IBC University Stuttgart

Systems biology

"Now, my own suspicion is that the universe is not only queerer than we suppose, but queerer than we can suppose". – J.B.S. Haldane
(see also Richard Dawkins on ted.com)

Life science has entered a new field, which might be as challenging as the big issues of physics: particle research and cosmology. The need is to comprehend the stunning complexity, adaptility and robustness of living systems. These are the fundamental and challenging aims of systems biology.

The classical concept of molecular cell biology is dissection of biological systems into discrete pieces, which then - following "hypothesis driven" approaches are inspected for their components and functional interplay. This strategy celebrated great success in explaining numerous biological processes (in terms of physics and chemistry). Moreover, the belief was that putting together the constituent parts - in a so called "bottom-up" process - would yield an all-encombassing modell of the cell.
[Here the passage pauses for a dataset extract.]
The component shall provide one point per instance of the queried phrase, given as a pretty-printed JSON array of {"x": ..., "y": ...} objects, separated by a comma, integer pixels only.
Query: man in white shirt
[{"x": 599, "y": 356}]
In the last decade life science has made great progress in the development of automatized high-through technologies, which allow the inspection of cells as a whole; this appraoch is called the "top-down" strategy. Beginning with sequencing of genomes (genomics), now entire sets of metabolites (metabolomics) as well as transcripts and proteins (proteomics) - partially also including their dynamics - have been analyzed. Moreover, great improvements have been made in the automotized cell wide inspection of physical and genetic protein-protein interactions. Especially, the latter approaches have fortified describing biological systems as networks. Based on this work, many biolgists have realized that the classical concept has its limitation and that assembling the whole from parts may not only be aa overhelming multi-dimensional problem, but yield an incomplete description of the cell. Thus, the inventory of genes, proteins and metabolites is not sufficient to finally understand the cells complexity.

 

 

 

 

 

 

Todays systems biology follows two lines of attack:

(1) Implementation of system theory including recording of quantitative data, mathematical modelling and simulation. Till now, this concept has mainly applied to restricted systems as for instance cellular pathways, programs or compartiments. Due to these facts this modus operanti may still be viewed as a classical bottom-up concept.

(2) Network-based description of living systems. This approch has strongly improved our knowledge about the general architecture of cellular networks and has proven to be valuable in defining cellular modules. Nevertheless, the network approch is still limited in deciphering defined cellular functions and processes.